Recent appearance-based gaze estimation is performed under outdoor conditions by using an annotated large-scale real image training dataset. However, annotating training data sets requires a lot of manual labor. To solve this problem, a training model on a synthetic image is preferred because the annotations are automatically available. But this solution has a drawback, the distribution between the real image and the synthetic image is quite different. Traditionally, the solution is to use unmarked actual data to improve the authenticity of the synthetic image from the simulator, such as SimGANs, these methods only learn the global features without considering local features. In the gaze estimation task, after realization with simGANs, the shape of the pupil or the edge of the pupil might by changed , the gaze estimation error will be increased due to the wrong pupil center location.

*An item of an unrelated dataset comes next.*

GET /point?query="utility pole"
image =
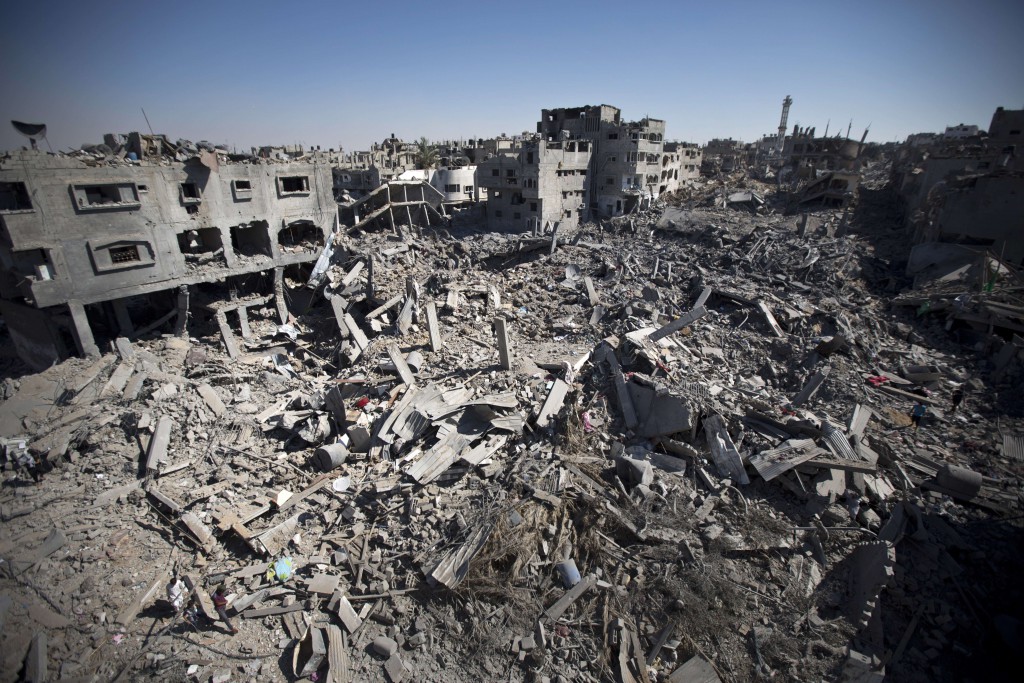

Thus, these methods cannot be applied to outdoor (field) scenes due to its weak training time and adaptability to different situations in the field. In a different manner, we try to purify real image by extracting discriminative and robust features to convert outdoor real images to indoor synthetic images. Synthetic images is more regular and easy to learn, meanwhile, the annotations are automatically available.
To avoid changing the shape of the pupil or the edge of the pupil, we propose an mask-guided style transfer network to learn both local and global features. The way to handle local features is to obtain the attention region (pupil or iris) by segmentation. Fortunately, with the rapid development of deep learning[2, 3] based image segmentation methods including FCN,SegNet,U-net,Mask R-CNN
, we can obtain much better mask. To learn the style and content information from synthetic images, we first introduce the segmentation masks to construct RGB-mask pairs as inputs, then we design a mask-guided style transfer network to learn style features separately from the attention and bgkd(background) region , learn content features from full and attention region. For feature extraction, our work is most directly related to the work initiated by Gates et al.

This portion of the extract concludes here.